Monday, August 3, 2009

Remembering Thurman


It was 30 years ago when I heard the news over the radio while sitting in my bedroom writing a letter to some baseball player to ask for his autograph.


Shortly after there was a knock at the side door of our house. It was Pat, my friend from next door. He was crying. He, too, heard the news.


Thurman Munson, the Yankee catcher, was dead, killed in a plane crash.


Munson was just one of many of my childhood sports heroes. There was also Joe Namath and Dr. J and Roger Staubach, whose hand I once shook before a Cowboys-Jets game at Shea Stadium.


I wore my chest protector inside-out during CYO baseball games so the orange would show, because that's how Munson wore his. My coach would tell me to fix the chest protector so the blue side showed.


I would tell him this is how Thurman Munson wears his. He would tell me, "You're no Thurman Munson." I would mutter something like, "Yeah, well you're no Bill Virdon."
Virdon managed the Yankees at the time.


Years later I would argue with Red Sox fans that Munson was better and tougher than Carlton Fisk.


I once talked to Lou Piniella about Munson when Lou was managing the Rays.

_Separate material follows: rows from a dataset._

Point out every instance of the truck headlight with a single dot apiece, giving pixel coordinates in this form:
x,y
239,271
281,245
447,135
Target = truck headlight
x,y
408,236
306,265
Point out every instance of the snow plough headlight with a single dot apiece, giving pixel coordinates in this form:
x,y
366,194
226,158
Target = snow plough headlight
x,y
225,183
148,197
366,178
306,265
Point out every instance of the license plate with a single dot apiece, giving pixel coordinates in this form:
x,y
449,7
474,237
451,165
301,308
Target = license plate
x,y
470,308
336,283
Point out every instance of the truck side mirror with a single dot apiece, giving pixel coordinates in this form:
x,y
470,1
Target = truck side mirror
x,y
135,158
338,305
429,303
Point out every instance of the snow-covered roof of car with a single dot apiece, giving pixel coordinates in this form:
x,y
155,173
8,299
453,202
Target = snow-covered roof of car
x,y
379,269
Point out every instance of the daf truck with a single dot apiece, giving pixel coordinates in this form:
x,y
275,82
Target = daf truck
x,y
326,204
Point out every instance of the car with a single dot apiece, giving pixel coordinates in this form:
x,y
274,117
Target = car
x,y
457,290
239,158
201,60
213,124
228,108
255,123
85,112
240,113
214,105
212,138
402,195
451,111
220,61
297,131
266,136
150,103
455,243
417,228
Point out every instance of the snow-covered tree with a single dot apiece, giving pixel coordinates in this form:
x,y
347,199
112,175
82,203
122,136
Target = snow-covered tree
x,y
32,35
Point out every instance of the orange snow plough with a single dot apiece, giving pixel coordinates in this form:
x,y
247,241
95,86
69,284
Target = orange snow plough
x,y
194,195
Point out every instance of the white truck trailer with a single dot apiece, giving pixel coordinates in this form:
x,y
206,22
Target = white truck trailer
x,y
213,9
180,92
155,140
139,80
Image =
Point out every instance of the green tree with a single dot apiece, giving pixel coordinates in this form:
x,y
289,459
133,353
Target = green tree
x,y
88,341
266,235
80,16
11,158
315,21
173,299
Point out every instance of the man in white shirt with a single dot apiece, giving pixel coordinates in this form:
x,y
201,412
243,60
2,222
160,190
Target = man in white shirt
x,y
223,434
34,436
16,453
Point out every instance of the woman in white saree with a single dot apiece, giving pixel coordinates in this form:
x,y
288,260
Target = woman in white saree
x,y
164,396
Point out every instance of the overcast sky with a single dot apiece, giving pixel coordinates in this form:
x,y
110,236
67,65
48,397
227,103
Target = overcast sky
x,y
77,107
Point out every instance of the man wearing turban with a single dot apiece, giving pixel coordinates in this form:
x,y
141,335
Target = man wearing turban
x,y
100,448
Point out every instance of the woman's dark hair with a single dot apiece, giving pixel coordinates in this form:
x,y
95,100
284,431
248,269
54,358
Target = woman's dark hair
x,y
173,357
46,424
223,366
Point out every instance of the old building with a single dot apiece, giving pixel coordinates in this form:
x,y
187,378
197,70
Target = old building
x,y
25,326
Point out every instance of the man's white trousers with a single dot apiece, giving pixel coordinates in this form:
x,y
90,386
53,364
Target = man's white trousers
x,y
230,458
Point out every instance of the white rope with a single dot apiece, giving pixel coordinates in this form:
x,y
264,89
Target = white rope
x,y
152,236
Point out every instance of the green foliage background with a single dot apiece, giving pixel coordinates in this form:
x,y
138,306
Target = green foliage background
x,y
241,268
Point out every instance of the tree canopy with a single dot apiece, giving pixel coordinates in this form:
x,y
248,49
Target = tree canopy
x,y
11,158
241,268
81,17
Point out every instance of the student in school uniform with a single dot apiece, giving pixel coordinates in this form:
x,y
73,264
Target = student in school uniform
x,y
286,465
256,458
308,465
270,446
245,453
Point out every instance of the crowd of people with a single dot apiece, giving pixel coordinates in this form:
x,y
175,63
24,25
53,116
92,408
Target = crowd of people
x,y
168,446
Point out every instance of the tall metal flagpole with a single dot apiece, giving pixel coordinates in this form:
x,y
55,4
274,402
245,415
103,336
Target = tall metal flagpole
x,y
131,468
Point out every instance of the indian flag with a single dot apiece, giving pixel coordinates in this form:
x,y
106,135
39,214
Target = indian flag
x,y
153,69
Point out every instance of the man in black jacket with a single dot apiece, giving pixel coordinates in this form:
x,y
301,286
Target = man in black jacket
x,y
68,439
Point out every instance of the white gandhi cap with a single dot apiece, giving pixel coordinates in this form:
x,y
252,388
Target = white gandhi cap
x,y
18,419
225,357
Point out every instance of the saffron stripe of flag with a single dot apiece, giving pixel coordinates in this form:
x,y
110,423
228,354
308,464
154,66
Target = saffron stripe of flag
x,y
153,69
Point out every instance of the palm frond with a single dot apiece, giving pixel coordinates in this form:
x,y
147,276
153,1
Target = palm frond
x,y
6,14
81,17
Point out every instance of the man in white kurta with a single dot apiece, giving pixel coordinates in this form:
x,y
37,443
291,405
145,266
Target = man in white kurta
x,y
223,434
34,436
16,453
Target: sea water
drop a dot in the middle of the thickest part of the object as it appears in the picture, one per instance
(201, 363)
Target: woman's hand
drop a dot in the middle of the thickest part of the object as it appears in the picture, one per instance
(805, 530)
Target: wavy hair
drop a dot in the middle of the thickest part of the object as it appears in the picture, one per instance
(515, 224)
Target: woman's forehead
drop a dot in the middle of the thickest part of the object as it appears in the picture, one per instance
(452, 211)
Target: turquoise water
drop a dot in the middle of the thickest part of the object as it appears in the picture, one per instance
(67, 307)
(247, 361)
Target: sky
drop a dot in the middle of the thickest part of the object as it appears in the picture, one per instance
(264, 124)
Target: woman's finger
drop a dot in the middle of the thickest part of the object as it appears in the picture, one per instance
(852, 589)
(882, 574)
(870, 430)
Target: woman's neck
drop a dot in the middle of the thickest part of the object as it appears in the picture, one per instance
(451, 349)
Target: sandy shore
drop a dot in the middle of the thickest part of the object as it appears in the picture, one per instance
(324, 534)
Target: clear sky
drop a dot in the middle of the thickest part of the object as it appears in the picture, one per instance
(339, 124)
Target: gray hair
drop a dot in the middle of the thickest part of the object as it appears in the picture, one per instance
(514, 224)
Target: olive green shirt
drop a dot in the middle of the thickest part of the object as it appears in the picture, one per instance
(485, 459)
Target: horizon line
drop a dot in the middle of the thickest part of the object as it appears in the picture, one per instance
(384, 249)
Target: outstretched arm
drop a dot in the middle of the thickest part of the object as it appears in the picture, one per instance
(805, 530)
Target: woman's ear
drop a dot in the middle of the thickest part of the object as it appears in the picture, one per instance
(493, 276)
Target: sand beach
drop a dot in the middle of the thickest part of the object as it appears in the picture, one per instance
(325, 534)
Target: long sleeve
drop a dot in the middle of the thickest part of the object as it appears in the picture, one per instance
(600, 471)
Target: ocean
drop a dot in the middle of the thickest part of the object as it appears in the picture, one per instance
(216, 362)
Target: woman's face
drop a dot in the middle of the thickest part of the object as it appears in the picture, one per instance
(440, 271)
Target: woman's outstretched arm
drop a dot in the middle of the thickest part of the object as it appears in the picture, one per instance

Lou had tears in his eyes when he talked of the ovation Munson received the day after his death, when the Yankees tried to hold a moment of silence at Yankee Stadium, and of how Bobby Murcer drove in all five runs in a come-from-behind walk-off win against the Orioles the following Monday.


The Yankees flew to Ohio for Munson's funeral, than flew back to New York and beat the Orioles.


Sunday was the anniversary of Munson's death, and 30 years later I can still hear Pat knocking on the door.